Jun 27, 2013, 9:42 PM

Post #12 of 30 (127 views)
Permalink
Re: Perl 5.18 and Regexp::Grammars [In reply to]

On 06/27/2013 06:22 PM, Dave Mitchell wrote:
> I can reduce the failure to the following code:
>
> m{(?&foo){0}(?<foo>)}
>
> which SEGVs during compilation. 'git blame' blames Karl.
> (which is not to say that there aren't other SEGing issues, which might
> involve code blocks, but this first SEGV is innocent of them).
>
> Karl, is this something you can deal with?
>
> v5.17.7.0-60-g3018b82
>
> 3018b823898645e44b8c37c70ac5c6302b031381 is the first bad commit
> commit 3018b823898645e44b8c37c70ac5c6302b031381

I believe I have found the problem. I mistakenly combined what should
have been two commits in this one, and the commit message doesn't even
mention the one at fault.

What appears to be going on is that

(?&foo){0}

is getting replaced by a NOTHING node, which is an optimization we
agreed to on p5p. Thus it doesn't set up 'foo', and so the reference to
it is NULL, which segfaults when dereferenced.

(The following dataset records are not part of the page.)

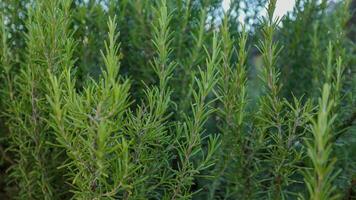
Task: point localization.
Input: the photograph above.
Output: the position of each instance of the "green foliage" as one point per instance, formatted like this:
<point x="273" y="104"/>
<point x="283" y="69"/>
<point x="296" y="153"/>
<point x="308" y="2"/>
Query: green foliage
<point x="141" y="99"/>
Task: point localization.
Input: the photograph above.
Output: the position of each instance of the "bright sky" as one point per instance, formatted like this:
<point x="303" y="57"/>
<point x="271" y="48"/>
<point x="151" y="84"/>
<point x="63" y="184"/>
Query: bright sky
<point x="282" y="7"/>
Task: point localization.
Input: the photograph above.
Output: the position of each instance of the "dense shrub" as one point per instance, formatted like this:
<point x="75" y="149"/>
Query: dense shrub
<point x="157" y="99"/>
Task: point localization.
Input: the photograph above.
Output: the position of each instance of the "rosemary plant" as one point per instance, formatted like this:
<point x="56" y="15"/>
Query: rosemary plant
<point x="185" y="99"/>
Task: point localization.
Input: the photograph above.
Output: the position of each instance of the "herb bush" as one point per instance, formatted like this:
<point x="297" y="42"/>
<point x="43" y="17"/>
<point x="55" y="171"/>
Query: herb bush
<point x="157" y="99"/>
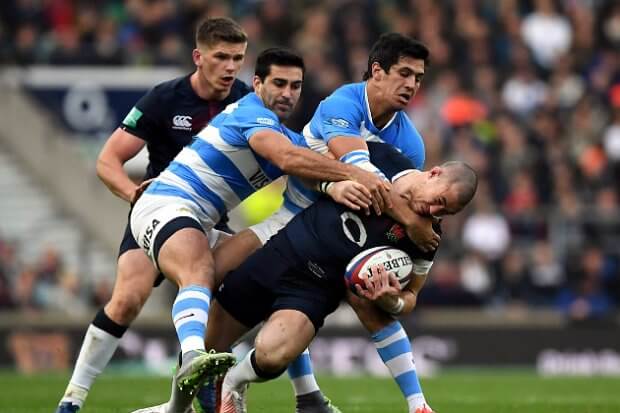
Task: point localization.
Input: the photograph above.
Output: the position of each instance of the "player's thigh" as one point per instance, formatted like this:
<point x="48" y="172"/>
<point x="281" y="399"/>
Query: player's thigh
<point x="186" y="256"/>
<point x="285" y="335"/>
<point x="223" y="329"/>
<point x="135" y="276"/>
<point x="372" y="317"/>
<point x="135" y="273"/>
<point x="231" y="252"/>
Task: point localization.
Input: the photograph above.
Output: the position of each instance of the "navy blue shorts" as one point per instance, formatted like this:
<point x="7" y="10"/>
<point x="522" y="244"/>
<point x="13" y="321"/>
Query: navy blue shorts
<point x="269" y="281"/>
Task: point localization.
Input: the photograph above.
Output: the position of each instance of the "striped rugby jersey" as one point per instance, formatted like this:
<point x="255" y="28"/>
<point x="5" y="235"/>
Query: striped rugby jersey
<point x="219" y="169"/>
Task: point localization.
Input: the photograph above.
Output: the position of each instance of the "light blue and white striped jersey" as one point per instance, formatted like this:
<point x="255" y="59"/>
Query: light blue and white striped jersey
<point x="346" y="113"/>
<point x="219" y="169"/>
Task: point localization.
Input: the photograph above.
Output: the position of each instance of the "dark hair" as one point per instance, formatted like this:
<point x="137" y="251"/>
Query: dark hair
<point x="464" y="177"/>
<point x="390" y="47"/>
<point x="277" y="56"/>
<point x="219" y="29"/>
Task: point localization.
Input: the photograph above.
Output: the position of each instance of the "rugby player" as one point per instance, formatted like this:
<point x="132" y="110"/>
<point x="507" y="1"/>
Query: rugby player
<point x="241" y="150"/>
<point x="164" y="120"/>
<point x="296" y="279"/>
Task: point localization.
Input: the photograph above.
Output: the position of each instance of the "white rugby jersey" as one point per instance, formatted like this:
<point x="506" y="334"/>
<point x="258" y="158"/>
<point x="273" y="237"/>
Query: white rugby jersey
<point x="346" y="113"/>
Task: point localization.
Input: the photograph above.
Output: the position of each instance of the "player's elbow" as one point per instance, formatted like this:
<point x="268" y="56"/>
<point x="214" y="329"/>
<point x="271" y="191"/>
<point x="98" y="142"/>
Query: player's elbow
<point x="289" y="159"/>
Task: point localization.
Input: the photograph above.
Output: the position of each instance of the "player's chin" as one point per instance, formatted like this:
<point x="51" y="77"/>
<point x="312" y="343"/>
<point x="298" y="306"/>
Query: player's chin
<point x="401" y="103"/>
<point x="283" y="114"/>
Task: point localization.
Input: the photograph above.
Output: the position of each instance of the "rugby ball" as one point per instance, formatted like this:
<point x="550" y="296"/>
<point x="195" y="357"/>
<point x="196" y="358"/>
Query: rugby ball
<point x="393" y="259"/>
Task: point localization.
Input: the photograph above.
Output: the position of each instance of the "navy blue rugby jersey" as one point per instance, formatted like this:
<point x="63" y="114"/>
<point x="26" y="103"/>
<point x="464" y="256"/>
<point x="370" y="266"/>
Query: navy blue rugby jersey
<point x="170" y="115"/>
<point x="322" y="239"/>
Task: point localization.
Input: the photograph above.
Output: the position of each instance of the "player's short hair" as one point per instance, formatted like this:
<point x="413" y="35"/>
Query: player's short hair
<point x="278" y="56"/>
<point x="219" y="29"/>
<point x="390" y="47"/>
<point x="464" y="177"/>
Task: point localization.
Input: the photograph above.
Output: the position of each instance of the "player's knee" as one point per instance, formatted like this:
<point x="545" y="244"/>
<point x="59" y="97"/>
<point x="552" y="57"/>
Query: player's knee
<point x="273" y="361"/>
<point x="124" y="307"/>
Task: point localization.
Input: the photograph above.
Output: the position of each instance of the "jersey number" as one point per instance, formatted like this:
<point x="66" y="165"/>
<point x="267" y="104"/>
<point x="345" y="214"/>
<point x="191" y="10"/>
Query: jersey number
<point x="351" y="221"/>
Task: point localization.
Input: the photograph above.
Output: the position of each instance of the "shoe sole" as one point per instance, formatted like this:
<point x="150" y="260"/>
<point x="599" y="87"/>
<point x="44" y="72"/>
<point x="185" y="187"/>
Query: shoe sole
<point x="209" y="365"/>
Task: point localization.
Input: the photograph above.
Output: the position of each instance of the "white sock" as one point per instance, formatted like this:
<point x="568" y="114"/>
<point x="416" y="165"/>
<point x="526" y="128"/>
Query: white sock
<point x="241" y="374"/>
<point x="394" y="348"/>
<point x="190" y="314"/>
<point x="97" y="350"/>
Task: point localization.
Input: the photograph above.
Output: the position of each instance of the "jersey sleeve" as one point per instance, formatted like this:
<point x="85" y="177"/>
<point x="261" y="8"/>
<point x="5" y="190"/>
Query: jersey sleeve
<point x="389" y="159"/>
<point x="255" y="118"/>
<point x="144" y="119"/>
<point x="339" y="117"/>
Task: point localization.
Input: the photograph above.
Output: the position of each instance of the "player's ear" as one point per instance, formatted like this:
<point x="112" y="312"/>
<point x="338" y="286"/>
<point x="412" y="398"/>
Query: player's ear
<point x="435" y="172"/>
<point x="376" y="71"/>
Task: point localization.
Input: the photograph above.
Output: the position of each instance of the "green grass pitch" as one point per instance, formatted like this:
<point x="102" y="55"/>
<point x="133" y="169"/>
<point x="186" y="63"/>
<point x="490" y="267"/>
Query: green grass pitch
<point x="455" y="392"/>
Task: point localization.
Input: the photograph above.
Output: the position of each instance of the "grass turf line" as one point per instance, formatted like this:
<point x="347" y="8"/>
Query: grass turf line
<point x="462" y="392"/>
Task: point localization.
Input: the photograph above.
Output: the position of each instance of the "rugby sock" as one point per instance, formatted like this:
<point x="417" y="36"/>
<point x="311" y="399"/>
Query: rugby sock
<point x="189" y="313"/>
<point x="394" y="347"/>
<point x="247" y="371"/>
<point x="100" y="343"/>
<point x="301" y="374"/>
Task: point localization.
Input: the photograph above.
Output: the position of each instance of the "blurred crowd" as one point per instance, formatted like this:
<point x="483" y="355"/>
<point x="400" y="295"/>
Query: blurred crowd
<point x="46" y="284"/>
<point x="527" y="92"/>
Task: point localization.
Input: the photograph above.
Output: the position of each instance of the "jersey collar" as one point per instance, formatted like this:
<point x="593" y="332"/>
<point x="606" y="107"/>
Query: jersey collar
<point x="372" y="122"/>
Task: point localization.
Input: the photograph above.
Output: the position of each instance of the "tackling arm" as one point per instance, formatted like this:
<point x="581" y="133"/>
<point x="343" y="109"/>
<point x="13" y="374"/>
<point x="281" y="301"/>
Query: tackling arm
<point x="305" y="163"/>
<point x="119" y="148"/>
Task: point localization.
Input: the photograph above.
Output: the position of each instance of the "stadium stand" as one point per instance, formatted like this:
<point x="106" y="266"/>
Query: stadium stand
<point x="526" y="91"/>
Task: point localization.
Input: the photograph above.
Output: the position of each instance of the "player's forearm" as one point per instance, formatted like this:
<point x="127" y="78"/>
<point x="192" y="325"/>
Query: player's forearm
<point x="116" y="179"/>
<point x="398" y="305"/>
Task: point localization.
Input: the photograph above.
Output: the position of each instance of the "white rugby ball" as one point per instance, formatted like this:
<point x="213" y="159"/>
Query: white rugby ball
<point x="393" y="260"/>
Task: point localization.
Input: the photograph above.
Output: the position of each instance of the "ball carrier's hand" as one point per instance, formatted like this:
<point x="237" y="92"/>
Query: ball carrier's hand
<point x="378" y="187"/>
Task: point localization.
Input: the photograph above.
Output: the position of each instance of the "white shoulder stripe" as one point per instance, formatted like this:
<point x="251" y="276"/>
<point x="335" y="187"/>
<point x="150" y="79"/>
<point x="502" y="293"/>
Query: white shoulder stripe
<point x="242" y="157"/>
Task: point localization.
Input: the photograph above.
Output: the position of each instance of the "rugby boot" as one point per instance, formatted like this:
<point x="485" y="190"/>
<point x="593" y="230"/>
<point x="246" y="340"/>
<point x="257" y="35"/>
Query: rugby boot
<point x="67" y="407"/>
<point x="314" y="402"/>
<point x="199" y="365"/>
<point x="160" y="408"/>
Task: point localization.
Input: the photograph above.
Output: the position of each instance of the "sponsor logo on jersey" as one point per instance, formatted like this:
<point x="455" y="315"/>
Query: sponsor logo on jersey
<point x="182" y="122"/>
<point x="259" y="180"/>
<point x="146" y="240"/>
<point x="132" y="117"/>
<point x="395" y="233"/>
<point x="396" y="263"/>
<point x="266" y="121"/>
<point x="338" y="122"/>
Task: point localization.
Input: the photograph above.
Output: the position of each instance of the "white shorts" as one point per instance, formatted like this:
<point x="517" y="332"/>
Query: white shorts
<point x="272" y="224"/>
<point x="152" y="212"/>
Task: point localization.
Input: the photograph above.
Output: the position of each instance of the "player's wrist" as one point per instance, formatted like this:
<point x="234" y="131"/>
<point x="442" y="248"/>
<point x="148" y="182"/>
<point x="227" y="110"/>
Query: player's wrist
<point x="394" y="305"/>
<point x="324" y="186"/>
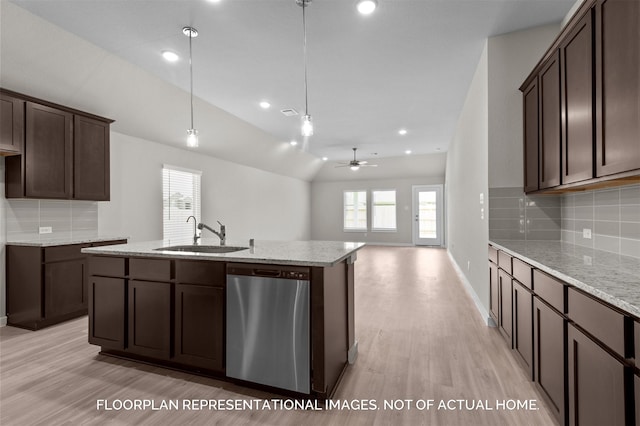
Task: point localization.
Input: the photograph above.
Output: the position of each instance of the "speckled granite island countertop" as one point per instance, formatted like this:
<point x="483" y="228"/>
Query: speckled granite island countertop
<point x="302" y="253"/>
<point x="608" y="276"/>
<point x="48" y="241"/>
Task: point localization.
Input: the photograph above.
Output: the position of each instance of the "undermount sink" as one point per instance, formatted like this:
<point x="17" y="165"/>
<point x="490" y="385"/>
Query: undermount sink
<point x="203" y="249"/>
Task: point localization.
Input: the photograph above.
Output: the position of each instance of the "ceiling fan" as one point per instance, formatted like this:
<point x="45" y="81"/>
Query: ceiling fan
<point x="356" y="164"/>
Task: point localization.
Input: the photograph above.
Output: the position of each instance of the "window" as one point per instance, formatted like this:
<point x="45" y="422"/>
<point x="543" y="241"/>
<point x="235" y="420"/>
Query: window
<point x="355" y="210"/>
<point x="383" y="210"/>
<point x="180" y="199"/>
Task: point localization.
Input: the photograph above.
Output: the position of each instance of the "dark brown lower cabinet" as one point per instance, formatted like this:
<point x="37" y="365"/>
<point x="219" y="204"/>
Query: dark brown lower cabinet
<point x="199" y="326"/>
<point x="64" y="290"/>
<point x="494" y="298"/>
<point x="596" y="383"/>
<point x="150" y="319"/>
<point x="505" y="316"/>
<point x="549" y="337"/>
<point x="523" y="325"/>
<point x="107" y="312"/>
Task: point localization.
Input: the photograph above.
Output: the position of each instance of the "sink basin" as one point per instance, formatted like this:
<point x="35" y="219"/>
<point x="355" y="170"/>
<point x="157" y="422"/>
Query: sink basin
<point x="203" y="249"/>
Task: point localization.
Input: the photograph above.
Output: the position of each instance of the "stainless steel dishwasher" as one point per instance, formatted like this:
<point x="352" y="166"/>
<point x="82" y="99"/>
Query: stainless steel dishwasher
<point x="268" y="325"/>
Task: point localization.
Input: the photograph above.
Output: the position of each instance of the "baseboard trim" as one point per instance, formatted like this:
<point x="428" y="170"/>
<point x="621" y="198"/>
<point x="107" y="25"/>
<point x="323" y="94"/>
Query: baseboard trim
<point x="471" y="292"/>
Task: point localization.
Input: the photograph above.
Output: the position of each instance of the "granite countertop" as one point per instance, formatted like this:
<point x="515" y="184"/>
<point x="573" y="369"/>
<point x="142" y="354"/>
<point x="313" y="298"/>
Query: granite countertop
<point x="608" y="276"/>
<point x="48" y="241"/>
<point x="302" y="253"/>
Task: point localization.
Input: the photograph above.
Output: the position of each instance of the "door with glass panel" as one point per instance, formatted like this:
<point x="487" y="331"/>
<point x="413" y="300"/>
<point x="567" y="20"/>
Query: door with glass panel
<point x="427" y="215"/>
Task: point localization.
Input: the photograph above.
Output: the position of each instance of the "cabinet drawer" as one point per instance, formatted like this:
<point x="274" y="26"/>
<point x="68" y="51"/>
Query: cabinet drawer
<point x="69" y="252"/>
<point x="550" y="290"/>
<point x="493" y="254"/>
<point x="199" y="272"/>
<point x="150" y="269"/>
<point x="599" y="320"/>
<point x="504" y="261"/>
<point x="107" y="266"/>
<point x="108" y="243"/>
<point x="522" y="273"/>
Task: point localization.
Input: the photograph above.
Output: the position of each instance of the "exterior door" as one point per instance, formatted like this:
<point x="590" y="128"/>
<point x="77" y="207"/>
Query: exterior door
<point x="427" y="215"/>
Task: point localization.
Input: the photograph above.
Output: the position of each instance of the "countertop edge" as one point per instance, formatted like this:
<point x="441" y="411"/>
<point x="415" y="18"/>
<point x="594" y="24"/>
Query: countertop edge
<point x="605" y="297"/>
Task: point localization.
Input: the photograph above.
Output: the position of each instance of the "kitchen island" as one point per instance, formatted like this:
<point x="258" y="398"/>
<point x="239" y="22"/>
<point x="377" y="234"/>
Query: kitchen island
<point x="165" y="303"/>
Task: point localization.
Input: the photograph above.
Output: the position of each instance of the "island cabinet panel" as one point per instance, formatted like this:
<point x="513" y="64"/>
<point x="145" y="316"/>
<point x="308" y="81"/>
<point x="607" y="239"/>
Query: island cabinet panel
<point x="549" y="338"/>
<point x="494" y="292"/>
<point x="90" y="159"/>
<point x="531" y="135"/>
<point x="150" y="332"/>
<point x="199" y="326"/>
<point x="107" y="310"/>
<point x="523" y="325"/>
<point x="549" y="154"/>
<point x="617" y="72"/>
<point x="11" y="124"/>
<point x="576" y="52"/>
<point x="48" y="151"/>
<point x="505" y="314"/>
<point x="596" y="383"/>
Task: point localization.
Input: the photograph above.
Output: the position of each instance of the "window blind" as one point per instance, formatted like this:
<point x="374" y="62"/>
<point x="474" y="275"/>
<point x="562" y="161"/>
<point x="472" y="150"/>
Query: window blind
<point x="180" y="199"/>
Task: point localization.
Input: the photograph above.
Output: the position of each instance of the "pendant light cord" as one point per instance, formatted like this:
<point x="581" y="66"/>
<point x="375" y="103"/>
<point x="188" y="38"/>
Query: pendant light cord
<point x="304" y="46"/>
<point x="191" y="74"/>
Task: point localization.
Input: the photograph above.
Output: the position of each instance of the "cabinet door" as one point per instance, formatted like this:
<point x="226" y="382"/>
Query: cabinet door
<point x="596" y="383"/>
<point x="107" y="312"/>
<point x="150" y="319"/>
<point x="549" y="331"/>
<point x="550" y="123"/>
<point x="64" y="290"/>
<point x="11" y="124"/>
<point x="494" y="292"/>
<point x="506" y="305"/>
<point x="531" y="125"/>
<point x="577" y="102"/>
<point x="617" y="86"/>
<point x="523" y="325"/>
<point x="91" y="159"/>
<point x="48" y="147"/>
<point x="200" y="326"/>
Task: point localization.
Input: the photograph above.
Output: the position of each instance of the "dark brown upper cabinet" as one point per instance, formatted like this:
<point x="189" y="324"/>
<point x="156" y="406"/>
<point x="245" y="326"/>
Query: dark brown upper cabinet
<point x="576" y="59"/>
<point x="617" y="73"/>
<point x="65" y="152"/>
<point x="11" y="125"/>
<point x="90" y="159"/>
<point x="550" y="134"/>
<point x="588" y="114"/>
<point x="530" y="120"/>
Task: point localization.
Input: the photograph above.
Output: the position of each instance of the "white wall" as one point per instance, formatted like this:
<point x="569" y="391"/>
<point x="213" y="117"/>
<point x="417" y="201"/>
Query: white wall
<point x="252" y="203"/>
<point x="327" y="206"/>
<point x="511" y="57"/>
<point x="466" y="177"/>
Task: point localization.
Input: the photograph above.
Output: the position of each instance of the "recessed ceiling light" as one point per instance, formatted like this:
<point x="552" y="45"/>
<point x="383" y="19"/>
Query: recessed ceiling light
<point x="366" y="7"/>
<point x="170" y="56"/>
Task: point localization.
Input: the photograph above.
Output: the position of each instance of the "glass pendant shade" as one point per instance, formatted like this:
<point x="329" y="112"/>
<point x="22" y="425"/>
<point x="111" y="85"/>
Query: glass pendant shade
<point x="307" y="126"/>
<point x="192" y="138"/>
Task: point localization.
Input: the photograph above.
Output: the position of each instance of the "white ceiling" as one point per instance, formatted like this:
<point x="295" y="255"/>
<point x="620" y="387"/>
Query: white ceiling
<point x="408" y="65"/>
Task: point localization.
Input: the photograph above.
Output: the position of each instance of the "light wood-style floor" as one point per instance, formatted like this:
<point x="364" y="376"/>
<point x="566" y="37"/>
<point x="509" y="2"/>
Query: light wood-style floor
<point x="420" y="338"/>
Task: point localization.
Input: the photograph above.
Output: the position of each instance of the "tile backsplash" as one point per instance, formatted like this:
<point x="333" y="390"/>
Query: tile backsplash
<point x="66" y="218"/>
<point x="611" y="215"/>
<point x="513" y="215"/>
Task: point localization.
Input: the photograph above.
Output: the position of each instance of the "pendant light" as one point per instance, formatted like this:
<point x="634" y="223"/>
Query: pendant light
<point x="192" y="133"/>
<point x="307" y="124"/>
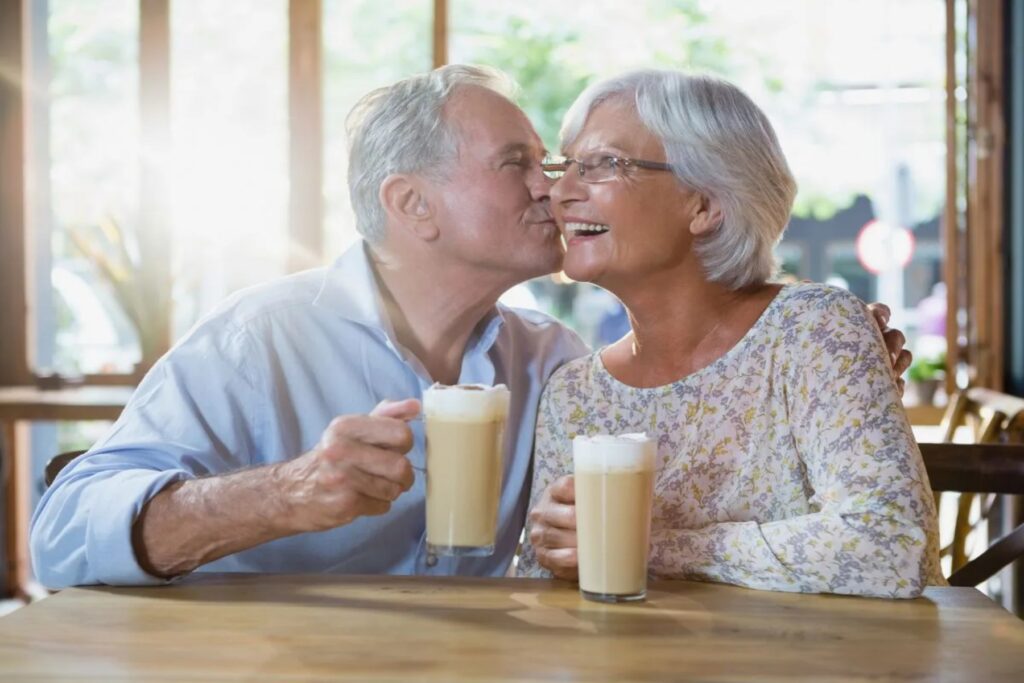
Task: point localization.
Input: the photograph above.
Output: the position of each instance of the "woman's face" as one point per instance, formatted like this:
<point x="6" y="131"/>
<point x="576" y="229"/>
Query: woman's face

Suggestions as to how to proceed are welcome. Obviously, we could
remove the optimization. Or apply it when what is being replaced is one
of certain node types, or has some characteristic, like width. I
haven't looked into this at all.


davem at iabyn

Jul 1, 2013, 3:12 AM

Post #13 of 30 (124 views)
Permalink
Re: Perl 5.18 and Regexp::Grammars [In reply to]

On Thu, Jun 27, 2013 at 10:42:54PM -0600, Karl Williamson wrote:
> On 06/27/2013 06:22 PM, Dave Mitchell wrote:
> >I can reduce the failure to the following code:
> >
> > m{(?&foo){0}(?<foo>)}
> >
> >which SEGVs during compilation. 'git blame' blames Karl.
> >(which is not to say that there aren't other SEGing issues, which might
> >involve code blocks, but this first SEGV is innocent of them).
> >
> >Karl, is this something you can deal with?
> >
> >v5.17.7.0-60-g3018b82
> >
> >3018b823898645e44b8c37c70ac5c6302b031381 is the first bad commit
> >commit 3018b823898645e44b8c37c70ac5c6302b031381
>
> I believe I have found the problem. I mistakenly combined what
> should have been two commits in this one, and the commit message
> doesn't even mention the one at fault.
>
> What appears to be going on is that
>
> (?&foo){0}
>
> is getting replaced by a NOTHING node, which is an optimization we
> agreed to on p5p. Thus it doesn't set up 'foo', and so the
> reference to it is NULL, which segfaults when dereferenced.
>
> Suggestions as to how to proceed are welcome. Obviously, we could
> remove the optimization. Or apply it when what is being replaced is
> one of certain node types, or has some characteristic, like width.
> I haven't looked into this at all.

Not knowing the details of the optimisation, I would hazard the suggestion
what we just remove the optimisation for now (hopefully a simple fix that
can be done now and backported in time for 5.18.1), then worry about doing
a better fix later on.

--
Standards (n). Battle insignia or tribal totems.


davem at iabyn

Jul 1, 2013, 9:48 AM

Post #14 of 30 (124 views)
Permalink
Re: Perl 5.18 and Regexp::Grammars [In reply to]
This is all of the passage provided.